Sometimes it’s easy to forget that Canada is still a relatively young country.
After achieving an outstanding reputation in the First World War, where Canadians were widely recognised as the best of the Allied troops, and after equally remarkable achievements and critical contributions in the Second World War, In spite of those enormous national contributions, Canadians were actually still considered as British subjects.
It was a federal cabinet minister who came up with the desire to recognise Canadians as a distinct nationality. This came after he visited the Canadian military cemetery at Dieppe where so many Canadians had died in the cause of freedom.
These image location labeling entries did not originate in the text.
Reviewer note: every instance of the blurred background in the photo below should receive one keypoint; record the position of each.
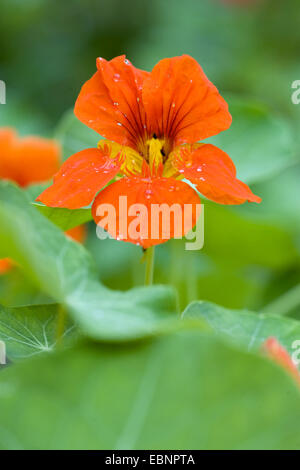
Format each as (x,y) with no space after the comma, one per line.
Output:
(250,51)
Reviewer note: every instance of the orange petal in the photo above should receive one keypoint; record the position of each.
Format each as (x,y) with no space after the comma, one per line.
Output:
(77,233)
(38,159)
(27,160)
(213,173)
(5,265)
(145,195)
(80,178)
(8,166)
(277,353)
(110,102)
(181,103)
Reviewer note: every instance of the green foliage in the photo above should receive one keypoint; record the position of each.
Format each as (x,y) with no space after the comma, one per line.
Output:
(244,328)
(32,330)
(64,270)
(65,218)
(183,391)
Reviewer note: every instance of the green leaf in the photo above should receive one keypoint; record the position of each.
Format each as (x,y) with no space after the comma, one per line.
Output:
(181,391)
(64,270)
(280,200)
(259,142)
(28,331)
(245,328)
(65,218)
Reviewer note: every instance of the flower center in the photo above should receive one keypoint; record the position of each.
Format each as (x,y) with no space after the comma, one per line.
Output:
(155,153)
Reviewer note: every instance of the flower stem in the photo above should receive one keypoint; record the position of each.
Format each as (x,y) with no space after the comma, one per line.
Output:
(61,320)
(149,258)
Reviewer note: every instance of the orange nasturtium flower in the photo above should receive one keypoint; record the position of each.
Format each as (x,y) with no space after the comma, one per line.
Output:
(29,160)
(152,122)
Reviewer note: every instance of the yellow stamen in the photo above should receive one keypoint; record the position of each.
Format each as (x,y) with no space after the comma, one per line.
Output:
(155,148)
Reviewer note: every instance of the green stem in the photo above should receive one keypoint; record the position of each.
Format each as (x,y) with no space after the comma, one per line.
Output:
(61,320)
(149,259)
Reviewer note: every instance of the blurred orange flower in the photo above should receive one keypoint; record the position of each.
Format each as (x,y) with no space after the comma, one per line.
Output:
(278,354)
(153,122)
(29,160)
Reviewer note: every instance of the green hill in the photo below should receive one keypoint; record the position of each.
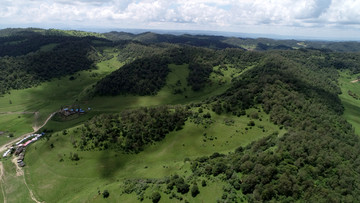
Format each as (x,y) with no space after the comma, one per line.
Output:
(180,118)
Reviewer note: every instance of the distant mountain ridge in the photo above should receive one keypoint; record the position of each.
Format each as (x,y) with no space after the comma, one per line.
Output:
(201,40)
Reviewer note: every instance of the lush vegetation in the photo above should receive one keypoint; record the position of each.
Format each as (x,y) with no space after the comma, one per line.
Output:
(267,125)
(131,130)
(143,77)
(67,56)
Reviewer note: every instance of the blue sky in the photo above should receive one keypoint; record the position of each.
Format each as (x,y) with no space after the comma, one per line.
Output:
(328,19)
When Paul Martin Sr., introduced the bill called “The Canadian Citizenship Act” in 1946 he said “”For the national unity of Canada and for the future and greatness of this country it is felt to be of utmost importance that all of us, new Canadians or old, have a consciousness of a common purpose and common interests as Canadians; that all of us are able to say with pride and say with meaning: ‘I am a Canadian citizen”. The Bill entered into force on January 1, 1947
So it was on this date, January 3, 1947, that the first official Canadian citizenship was granted.
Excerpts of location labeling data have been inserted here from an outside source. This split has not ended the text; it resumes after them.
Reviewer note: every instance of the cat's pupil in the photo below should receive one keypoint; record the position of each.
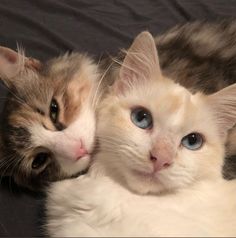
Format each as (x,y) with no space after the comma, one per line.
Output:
(141,117)
(54,110)
(39,160)
(192,141)
(192,138)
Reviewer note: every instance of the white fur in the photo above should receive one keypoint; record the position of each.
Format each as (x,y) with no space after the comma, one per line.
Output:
(101,207)
(123,195)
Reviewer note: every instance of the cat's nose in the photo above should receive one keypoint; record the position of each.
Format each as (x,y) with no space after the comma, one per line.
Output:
(81,151)
(159,162)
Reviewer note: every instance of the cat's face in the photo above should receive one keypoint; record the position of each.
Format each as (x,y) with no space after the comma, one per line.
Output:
(157,136)
(49,119)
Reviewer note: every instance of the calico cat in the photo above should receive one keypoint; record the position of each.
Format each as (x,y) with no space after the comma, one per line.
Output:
(158,169)
(48,124)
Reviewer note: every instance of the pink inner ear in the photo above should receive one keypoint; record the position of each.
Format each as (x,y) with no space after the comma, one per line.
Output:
(9,55)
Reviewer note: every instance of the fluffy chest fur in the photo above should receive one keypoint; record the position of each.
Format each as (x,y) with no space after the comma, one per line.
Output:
(101,207)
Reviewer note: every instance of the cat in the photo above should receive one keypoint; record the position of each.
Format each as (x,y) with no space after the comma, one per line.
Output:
(48,122)
(158,168)
(201,56)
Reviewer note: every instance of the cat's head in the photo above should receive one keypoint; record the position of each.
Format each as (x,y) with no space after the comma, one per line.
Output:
(154,134)
(48,124)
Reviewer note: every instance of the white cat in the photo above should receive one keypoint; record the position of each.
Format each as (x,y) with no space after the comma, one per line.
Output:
(158,170)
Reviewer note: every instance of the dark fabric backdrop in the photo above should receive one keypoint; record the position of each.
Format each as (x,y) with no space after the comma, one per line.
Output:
(47,28)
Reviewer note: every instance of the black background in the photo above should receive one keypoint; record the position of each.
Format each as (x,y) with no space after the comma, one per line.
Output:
(47,28)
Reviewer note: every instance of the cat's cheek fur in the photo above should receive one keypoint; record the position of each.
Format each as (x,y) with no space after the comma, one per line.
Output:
(64,144)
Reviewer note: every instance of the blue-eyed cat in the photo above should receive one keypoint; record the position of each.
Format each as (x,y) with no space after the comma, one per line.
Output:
(158,169)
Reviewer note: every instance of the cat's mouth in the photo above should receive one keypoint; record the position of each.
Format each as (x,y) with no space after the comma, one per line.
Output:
(85,156)
(144,174)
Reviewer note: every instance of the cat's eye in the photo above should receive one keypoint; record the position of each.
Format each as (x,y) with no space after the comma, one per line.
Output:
(54,110)
(192,141)
(142,118)
(40,160)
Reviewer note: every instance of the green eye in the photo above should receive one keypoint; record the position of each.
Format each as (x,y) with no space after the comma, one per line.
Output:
(54,110)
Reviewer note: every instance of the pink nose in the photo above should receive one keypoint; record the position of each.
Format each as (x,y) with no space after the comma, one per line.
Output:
(160,163)
(81,151)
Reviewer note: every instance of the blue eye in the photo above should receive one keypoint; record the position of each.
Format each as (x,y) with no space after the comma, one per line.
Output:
(192,141)
(141,117)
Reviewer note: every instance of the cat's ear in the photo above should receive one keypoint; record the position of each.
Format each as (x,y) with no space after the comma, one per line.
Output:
(12,63)
(141,62)
(223,104)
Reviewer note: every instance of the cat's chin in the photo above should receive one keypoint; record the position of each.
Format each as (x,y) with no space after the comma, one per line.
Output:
(151,182)
(72,167)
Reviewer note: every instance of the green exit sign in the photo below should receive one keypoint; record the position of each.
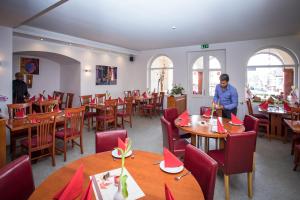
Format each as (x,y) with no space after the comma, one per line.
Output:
(204,46)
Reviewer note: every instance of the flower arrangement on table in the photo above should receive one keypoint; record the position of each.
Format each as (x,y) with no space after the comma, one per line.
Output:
(123,151)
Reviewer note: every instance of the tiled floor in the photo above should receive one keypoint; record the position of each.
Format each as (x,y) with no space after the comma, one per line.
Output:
(273,178)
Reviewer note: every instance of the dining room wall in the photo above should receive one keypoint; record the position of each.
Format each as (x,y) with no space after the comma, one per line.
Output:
(237,55)
(48,78)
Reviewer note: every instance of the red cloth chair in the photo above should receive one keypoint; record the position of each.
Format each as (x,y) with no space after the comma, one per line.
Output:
(237,157)
(16,180)
(108,140)
(170,114)
(203,168)
(175,145)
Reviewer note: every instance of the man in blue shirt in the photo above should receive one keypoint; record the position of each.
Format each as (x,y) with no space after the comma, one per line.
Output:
(226,97)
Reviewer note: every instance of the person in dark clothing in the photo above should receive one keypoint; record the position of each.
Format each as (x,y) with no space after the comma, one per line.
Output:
(19,89)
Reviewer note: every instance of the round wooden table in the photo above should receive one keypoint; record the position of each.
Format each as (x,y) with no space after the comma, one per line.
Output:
(147,175)
(204,130)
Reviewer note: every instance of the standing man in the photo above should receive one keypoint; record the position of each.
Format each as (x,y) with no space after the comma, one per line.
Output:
(19,89)
(226,97)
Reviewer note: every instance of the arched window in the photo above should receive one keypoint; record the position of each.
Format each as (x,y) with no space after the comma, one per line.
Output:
(161,74)
(271,71)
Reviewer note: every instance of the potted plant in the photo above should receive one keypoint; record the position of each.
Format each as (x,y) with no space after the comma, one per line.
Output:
(177,90)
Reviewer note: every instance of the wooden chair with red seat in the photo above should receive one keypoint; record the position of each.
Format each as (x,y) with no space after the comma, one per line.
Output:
(263,121)
(108,116)
(295,116)
(48,105)
(171,114)
(150,109)
(100,98)
(44,139)
(175,145)
(108,140)
(237,157)
(15,135)
(297,156)
(160,103)
(126,113)
(89,114)
(16,179)
(203,168)
(73,128)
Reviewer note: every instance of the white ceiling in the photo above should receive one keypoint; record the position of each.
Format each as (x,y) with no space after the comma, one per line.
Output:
(142,25)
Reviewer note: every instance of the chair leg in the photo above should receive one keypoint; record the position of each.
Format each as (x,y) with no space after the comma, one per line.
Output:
(226,183)
(250,184)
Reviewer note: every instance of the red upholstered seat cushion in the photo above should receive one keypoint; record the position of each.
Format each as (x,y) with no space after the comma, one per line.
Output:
(218,155)
(34,141)
(61,133)
(260,116)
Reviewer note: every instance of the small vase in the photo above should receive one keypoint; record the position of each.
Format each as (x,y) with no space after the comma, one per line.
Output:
(119,195)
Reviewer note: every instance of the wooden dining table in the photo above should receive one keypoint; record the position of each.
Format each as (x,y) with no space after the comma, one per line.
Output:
(150,178)
(204,129)
(276,114)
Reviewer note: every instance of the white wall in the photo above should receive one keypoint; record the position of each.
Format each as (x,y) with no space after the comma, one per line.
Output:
(48,78)
(237,55)
(70,81)
(87,59)
(5,66)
The first Canadian was Canada’s Prime Minister William Lyon Mackenzie-King, along with 25 others who were sworn in at the Supreme Court in Ottawa.
Interesting facets of the new law included the fact that married women were now considered citizens independent of the husband whereas they had previously been generally defined by the nationality of her husband.
The Canadian Citizenship Act has been since revised, first in 1977, which allowed among other things for dual citizenship, and further amended in 2009 and 2014.